Question

You determine the volume of your plastic bag (simulated human stomach) is 1.08 L. How many grams of NaHCO3 (s) are required to fill this container given a 49.4% CO2 recovery, assuming the other contents in the bag take up a negligible volume compared to the gas.
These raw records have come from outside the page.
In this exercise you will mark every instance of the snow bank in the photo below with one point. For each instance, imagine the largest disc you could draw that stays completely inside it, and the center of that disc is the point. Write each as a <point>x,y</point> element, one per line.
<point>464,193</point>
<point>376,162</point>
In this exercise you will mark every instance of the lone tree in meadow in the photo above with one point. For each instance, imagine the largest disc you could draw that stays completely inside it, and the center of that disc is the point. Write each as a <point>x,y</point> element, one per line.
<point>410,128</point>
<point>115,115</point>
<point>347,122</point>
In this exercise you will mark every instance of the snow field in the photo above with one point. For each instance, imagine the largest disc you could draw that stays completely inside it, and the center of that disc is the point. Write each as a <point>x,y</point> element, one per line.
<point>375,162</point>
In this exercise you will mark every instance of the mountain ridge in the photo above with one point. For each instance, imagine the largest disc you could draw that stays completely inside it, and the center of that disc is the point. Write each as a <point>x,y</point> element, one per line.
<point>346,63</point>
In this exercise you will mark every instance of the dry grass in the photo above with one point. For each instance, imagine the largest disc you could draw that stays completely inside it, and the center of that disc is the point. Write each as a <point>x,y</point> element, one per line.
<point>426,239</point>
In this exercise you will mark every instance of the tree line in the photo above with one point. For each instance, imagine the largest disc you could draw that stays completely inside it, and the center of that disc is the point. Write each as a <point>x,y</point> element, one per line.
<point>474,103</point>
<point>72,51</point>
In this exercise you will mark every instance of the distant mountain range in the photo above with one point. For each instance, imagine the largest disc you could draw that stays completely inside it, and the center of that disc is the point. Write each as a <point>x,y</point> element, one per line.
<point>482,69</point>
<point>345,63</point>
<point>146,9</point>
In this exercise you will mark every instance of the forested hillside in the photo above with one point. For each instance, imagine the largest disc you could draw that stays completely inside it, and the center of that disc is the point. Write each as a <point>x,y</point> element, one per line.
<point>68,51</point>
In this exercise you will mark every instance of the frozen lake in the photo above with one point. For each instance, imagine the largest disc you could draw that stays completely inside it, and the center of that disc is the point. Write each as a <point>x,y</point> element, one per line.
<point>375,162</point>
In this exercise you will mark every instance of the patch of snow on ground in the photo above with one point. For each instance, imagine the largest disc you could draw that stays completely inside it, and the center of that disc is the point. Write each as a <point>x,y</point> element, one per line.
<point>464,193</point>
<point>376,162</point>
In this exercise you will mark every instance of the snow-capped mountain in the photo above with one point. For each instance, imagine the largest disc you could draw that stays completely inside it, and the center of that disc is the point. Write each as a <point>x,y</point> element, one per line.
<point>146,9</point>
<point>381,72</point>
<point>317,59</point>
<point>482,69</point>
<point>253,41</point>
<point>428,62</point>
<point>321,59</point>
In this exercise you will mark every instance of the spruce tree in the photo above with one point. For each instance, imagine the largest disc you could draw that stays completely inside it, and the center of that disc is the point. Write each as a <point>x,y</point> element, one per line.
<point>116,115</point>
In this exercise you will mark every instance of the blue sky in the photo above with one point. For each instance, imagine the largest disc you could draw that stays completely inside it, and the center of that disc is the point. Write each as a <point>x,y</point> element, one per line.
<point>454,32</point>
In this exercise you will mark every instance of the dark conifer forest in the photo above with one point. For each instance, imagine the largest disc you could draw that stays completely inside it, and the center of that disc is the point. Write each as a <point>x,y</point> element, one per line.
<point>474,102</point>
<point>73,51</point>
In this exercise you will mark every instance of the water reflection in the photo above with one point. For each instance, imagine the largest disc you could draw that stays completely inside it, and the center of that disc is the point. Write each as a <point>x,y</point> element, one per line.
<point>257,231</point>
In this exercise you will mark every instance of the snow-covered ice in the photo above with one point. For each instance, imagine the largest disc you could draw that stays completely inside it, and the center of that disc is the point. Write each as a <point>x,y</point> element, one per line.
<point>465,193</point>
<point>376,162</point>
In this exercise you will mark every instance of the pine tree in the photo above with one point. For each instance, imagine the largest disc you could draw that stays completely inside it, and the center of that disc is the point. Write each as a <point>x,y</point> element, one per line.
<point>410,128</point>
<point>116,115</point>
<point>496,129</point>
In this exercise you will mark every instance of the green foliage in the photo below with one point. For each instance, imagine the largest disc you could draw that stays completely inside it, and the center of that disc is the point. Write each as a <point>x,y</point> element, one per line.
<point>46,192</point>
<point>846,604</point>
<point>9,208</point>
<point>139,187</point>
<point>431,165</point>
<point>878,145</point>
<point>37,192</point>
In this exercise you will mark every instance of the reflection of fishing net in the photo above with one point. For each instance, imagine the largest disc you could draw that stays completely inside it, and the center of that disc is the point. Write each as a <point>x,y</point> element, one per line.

The temperature of the room is 24.5 °C and the atmospheric pressure is 753.5 mmHg.

Answer 1

3.636 grams of sodium bicarbonate is required.

Step-by-step explanation:

Using ideal gas equation:

PV = nRT

where,

P = Pressure of gas = 753.5 mmHg = 0.9914 atm

(
`1 atm = 760 mmHg`)

V = Volume of gas = 1.08 L

n = number of moles of gas = ?

R = Gas constant = 0.0821 L.atm/mol.K

T = Temperature of gas = 24.5 °C= 297.65 K

Putting values in above equation, we get:

`(0.9914 atm)* 1.08 L=n* (0.0821L.atm/mol.K)* 297.65K\\\\n=0.0438 mole`

Percentage recovery of carbon dioxide gas = 49.4%

Actual moles of carbon dioxide formed: 49.4% of 0.0438 mole

`(49.4)/(100)*  0.0438 mol=0.02164 mol`

`2NaHCO_3\righarrow Na_2CO_3+H_2O+CO_2`

According to reaction ,1 mol is obtained from 2 moles of sodium bicarbonate.

Then 0.02164 moles f carbon dioxide will be obtained from:

`(2)/(1)* 0.02164 mol=0.04328 mol`

Mass of 0.04328 moles pf sodium bicarbonate:

0.04328 mol × 84 g/mol = 3.636 g

3.636 grams of sodium bicarbonate is required.